Les vaccins adénovirus recombinants permettent une telle approche. C'est avec l'adénovirus 5 que les meilleurs résultats ont été obtenus, mais une grande partie de la population africaine a déjà été en contact avec ce virus. D'autres candidats sont en cours d'évaluation (adénovirus 48 et 35), mais le Dr Nancy Sullivan (NHI) imagine plutôt l'utilisation de schémas vaccinaux combinant soit un vaccin ADN en primo-injection, soit un vaccin adénovirus 5 et des injections de rappel utilisant d'autres types d'adénovirus. Des études de phase I sont en cours.

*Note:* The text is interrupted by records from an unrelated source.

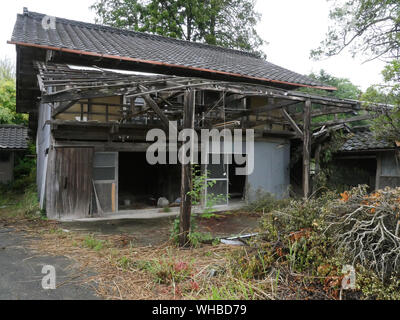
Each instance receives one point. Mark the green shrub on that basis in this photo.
(92, 243)
(265, 202)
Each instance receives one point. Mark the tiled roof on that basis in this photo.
(108, 42)
(363, 140)
(13, 137)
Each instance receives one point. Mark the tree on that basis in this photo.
(8, 113)
(345, 88)
(369, 27)
(227, 23)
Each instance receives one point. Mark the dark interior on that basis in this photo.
(237, 183)
(143, 184)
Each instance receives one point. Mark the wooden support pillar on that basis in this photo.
(186, 179)
(317, 159)
(306, 147)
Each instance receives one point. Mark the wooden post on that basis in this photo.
(186, 182)
(317, 159)
(306, 147)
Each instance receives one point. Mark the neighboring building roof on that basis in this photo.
(364, 140)
(113, 43)
(13, 137)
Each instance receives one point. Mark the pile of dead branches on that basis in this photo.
(367, 227)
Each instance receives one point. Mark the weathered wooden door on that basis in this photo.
(71, 183)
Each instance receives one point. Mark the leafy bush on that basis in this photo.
(265, 202)
(167, 269)
(92, 243)
(367, 227)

Une meilleure connaissance du cycle de transmission
Depuis que le lien entre la contamination humaine et l'existence de contact avec des singes infectés a été établi, les connaissances en matière de cycle de transmission se sont encore améliorées. Aujourd'hui, l'idée qu'il existe un réservoir de type arthropode est évoquée. A partir de ce premier hôte, le virus pourrait être transmis à des méga-chiroptères, chez qui il se produirait une amplification et une dissémination du virus, comme l'a prouvé le Dr Eric Leroy (IRD, CIRMF, Franceville). Les humains ou des singes seraient en contact de façon accidentelle avec des fruits mâchés par ces chauves-souris ou avec leurs déjections. L'homme pourrait ainsi être contaminé directement ou par l'intermédiaire de primates avec qui il aurait été en contact. Dans ces conditions, un travail coordonné avec les autorités chargées de la surveillance des forêts pourrait permettre de détecter les premiers cas au moment de l'amplification animale, et les contacts avec les hommes pourraient donc être limités, empêchant ainsi l'amplification humaine. D'autres pistes doivent aussi être explorées. Des analyses sérologiques systématiques pourraient permettre de déterminer s'il existe des porteurs sains ou des populations de malades pauci-symptomatiques.
Une approche anthropo-épidémiologique
Le Dr Alain Epelboin (Muséum d'histoire naturelle, Paris) se voit comme un candide lorsqu'il participe aux missions épidémiologiques dans les populations touchées par le virus Ebola. Son approche anthropologique lui permet d'analyser l'impact de l'épidémie sur la structuration de la société. Il prend aussi en compte des facteurs locaux (tribaux ou familiaux) pour apprécier les risques de contamination intermédiaire lors des déplacements des familles vers les hôpitaux. Il analyse l'impact des systèmes médicaux de soins ou de distribution de médicaments. Enfin, il prend en compte les rites funéraires locaux pour les adapter au mieux et dans le respect des populations aux situations de crise sanitaire.